5. IP Security Application

AH and ESP head can be used in different ways to protect the IP communication. In this section, we will discuss some of the most interesting applications, such as virtual private network (VPN), the application level security and referring to the corresponding vulnerabilities in IP router security IPSec.

5.1 Virtual Private Network (VPN)

Nowadays, the technical and economic reasons, is to promote the implementation of extensive business network, mobile public shared ownership dedicated links and open network architecture solutions and network technology. This can be achieved by many benefits, but it has a serious drawback at present, because of the inherent safety system, according to the use of the shared rapidly reduce channel and equipment. In this solution, the establishment of VPN, by using the IP tunnel technology. VPN can create, or by the use of AH and ESP header, or both. If using VPN to realize the AH head, then the hacker or an attacker can not change the transmission of data packets, nor channel inserted forged packets. ESP header is used, the payload to prevent leakage.
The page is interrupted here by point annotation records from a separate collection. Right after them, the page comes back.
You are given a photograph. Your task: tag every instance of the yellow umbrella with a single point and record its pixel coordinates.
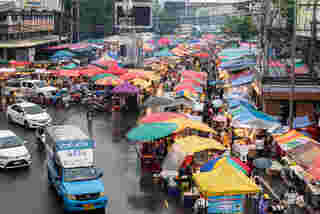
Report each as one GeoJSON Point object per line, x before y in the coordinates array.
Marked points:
{"type": "Point", "coordinates": [224, 181]}
{"type": "Point", "coordinates": [193, 144]}
{"type": "Point", "coordinates": [109, 81]}
{"type": "Point", "coordinates": [141, 82]}
{"type": "Point", "coordinates": [184, 123]}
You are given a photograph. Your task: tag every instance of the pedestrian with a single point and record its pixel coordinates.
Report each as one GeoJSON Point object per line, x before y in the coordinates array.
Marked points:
{"type": "Point", "coordinates": [291, 198]}
{"type": "Point", "coordinates": [263, 204]}
{"type": "Point", "coordinates": [259, 142]}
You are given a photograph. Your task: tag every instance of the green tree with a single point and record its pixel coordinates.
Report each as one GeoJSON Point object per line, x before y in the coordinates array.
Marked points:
{"type": "Point", "coordinates": [243, 25]}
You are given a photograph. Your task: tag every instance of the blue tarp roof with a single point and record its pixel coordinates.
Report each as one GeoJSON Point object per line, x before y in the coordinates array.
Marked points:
{"type": "Point", "coordinates": [61, 54]}
{"type": "Point", "coordinates": [237, 63]}
{"type": "Point", "coordinates": [243, 80]}
{"type": "Point", "coordinates": [163, 53]}
{"type": "Point", "coordinates": [301, 122]}
{"type": "Point", "coordinates": [247, 116]}
{"type": "Point", "coordinates": [69, 66]}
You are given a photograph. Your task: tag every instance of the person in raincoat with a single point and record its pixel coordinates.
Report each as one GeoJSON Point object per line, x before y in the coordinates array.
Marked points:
{"type": "Point", "coordinates": [264, 204]}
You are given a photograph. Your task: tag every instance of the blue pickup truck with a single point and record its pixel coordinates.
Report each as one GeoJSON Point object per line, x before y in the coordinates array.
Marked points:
{"type": "Point", "coordinates": [71, 169]}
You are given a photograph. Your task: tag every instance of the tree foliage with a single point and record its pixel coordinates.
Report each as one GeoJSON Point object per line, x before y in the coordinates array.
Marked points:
{"type": "Point", "coordinates": [243, 25]}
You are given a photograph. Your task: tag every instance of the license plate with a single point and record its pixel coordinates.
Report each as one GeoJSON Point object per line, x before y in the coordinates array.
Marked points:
{"type": "Point", "coordinates": [88, 206]}
{"type": "Point", "coordinates": [17, 162]}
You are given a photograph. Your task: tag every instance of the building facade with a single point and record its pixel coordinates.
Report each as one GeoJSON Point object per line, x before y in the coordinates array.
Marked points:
{"type": "Point", "coordinates": [26, 25]}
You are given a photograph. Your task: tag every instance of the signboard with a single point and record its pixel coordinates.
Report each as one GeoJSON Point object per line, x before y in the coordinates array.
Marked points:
{"type": "Point", "coordinates": [76, 157]}
{"type": "Point", "coordinates": [32, 3]}
{"type": "Point", "coordinates": [75, 145]}
{"type": "Point", "coordinates": [225, 204]}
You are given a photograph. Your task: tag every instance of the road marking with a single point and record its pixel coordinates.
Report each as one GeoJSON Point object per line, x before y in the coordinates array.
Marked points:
{"type": "Point", "coordinates": [166, 205]}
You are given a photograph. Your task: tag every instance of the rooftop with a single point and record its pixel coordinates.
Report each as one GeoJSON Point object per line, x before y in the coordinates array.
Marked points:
{"type": "Point", "coordinates": [30, 42]}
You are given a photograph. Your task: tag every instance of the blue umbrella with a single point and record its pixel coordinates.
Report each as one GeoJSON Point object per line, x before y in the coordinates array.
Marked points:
{"type": "Point", "coordinates": [209, 165]}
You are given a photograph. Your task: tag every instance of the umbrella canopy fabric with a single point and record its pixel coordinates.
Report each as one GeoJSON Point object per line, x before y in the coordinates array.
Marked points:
{"type": "Point", "coordinates": [160, 117]}
{"type": "Point", "coordinates": [184, 123]}
{"type": "Point", "coordinates": [157, 101]}
{"type": "Point", "coordinates": [151, 131]}
{"type": "Point", "coordinates": [202, 55]}
{"type": "Point", "coordinates": [262, 163]}
{"type": "Point", "coordinates": [101, 76]}
{"type": "Point", "coordinates": [109, 81]}
{"type": "Point", "coordinates": [236, 183]}
{"type": "Point", "coordinates": [69, 66]}
{"type": "Point", "coordinates": [184, 86]}
{"type": "Point", "coordinates": [126, 88]}
{"type": "Point", "coordinates": [91, 70]}
{"type": "Point", "coordinates": [191, 81]}
{"type": "Point", "coordinates": [68, 73]}
{"type": "Point", "coordinates": [131, 76]}
{"type": "Point", "coordinates": [194, 74]}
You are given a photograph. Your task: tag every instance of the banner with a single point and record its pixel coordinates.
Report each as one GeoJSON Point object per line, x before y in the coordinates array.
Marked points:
{"type": "Point", "coordinates": [225, 204]}
{"type": "Point", "coordinates": [32, 3]}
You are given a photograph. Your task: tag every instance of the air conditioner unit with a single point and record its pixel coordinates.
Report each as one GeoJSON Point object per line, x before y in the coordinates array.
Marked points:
{"type": "Point", "coordinates": [142, 14]}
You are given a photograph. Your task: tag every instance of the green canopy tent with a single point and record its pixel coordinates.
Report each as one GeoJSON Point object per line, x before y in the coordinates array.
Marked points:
{"type": "Point", "coordinates": [151, 131]}
{"type": "Point", "coordinates": [101, 76]}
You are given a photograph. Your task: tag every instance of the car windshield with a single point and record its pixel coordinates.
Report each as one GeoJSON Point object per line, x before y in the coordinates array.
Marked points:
{"type": "Point", "coordinates": [33, 109]}
{"type": "Point", "coordinates": [40, 84]}
{"type": "Point", "coordinates": [81, 173]}
{"type": "Point", "coordinates": [10, 142]}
In addition, the use of simple AH and ESP can not fully protect the communication, in order to provide a partial solution by using the optional anti-replay service in IP layer, provided by the AH and ESP.

5.2 Application Level Security

On top of the IP protocol stack including the applications running on the IPSec network may require the use of a communication channel with specific characteristics. It is useful, can transport layer security channel specified, in order to avoid duplication of functional attributes. However, this will not be a perfect solution, the application layer security, because only partial protection. AH provide host-based authentication, but applications usually require user authentication based on. In addition, AH and ESP protection data, only in the transmission through the channel. As long as they received data, they are no longer protected, so it may be irrelevant, if the receiving host is a safe. To sum up, the security feature of IPSec does not exclude this may be better placed in the necessity of other security mechanism at the application level.

5.3 Routing Security

The commercial application of the Internet's growing demand, the need for a reliable and secure network infrastructure. This is a very desirable, they can be applied to message switching router, because IPSec provides network security services at different levels, through a combination of ESP header AH advertising appropriate. The logical architecture of routing protocol IPSec protected can prevent the attack by the network. For example, security routing protocol in the IPv6 domain dependent on by default, AH and ESP supports IPv6 routers.

6. Future Development Direction

Safety is the most rapid moves to one of the field of computer network, because it is essential, in order to protect the data and computing resources, and through the electronic commerce, promote the economic exploitation. IP security is not an exception to the rule, because the new extension IKE and the recently defined ISAKMP authentication mode, in response to the remote access security, and introduces some technology, using IPSec authentication level. At the same time, IPSec is a policy based network integration. Application of IPSec in the common management of static network configuration and network (VPNs and intranets.). The new mechanism of strategy management problems make IP secure, scalable deployed widely and may help in the Internet Security technology. All in all, there are a lot of applications can be guaranteed, such as remote login, client / server, e-mail, file transfer, Web access using IPSec. In addition, we do not need to cultivate the user through the use of IPSec mechanism, it can be transparent to the end user.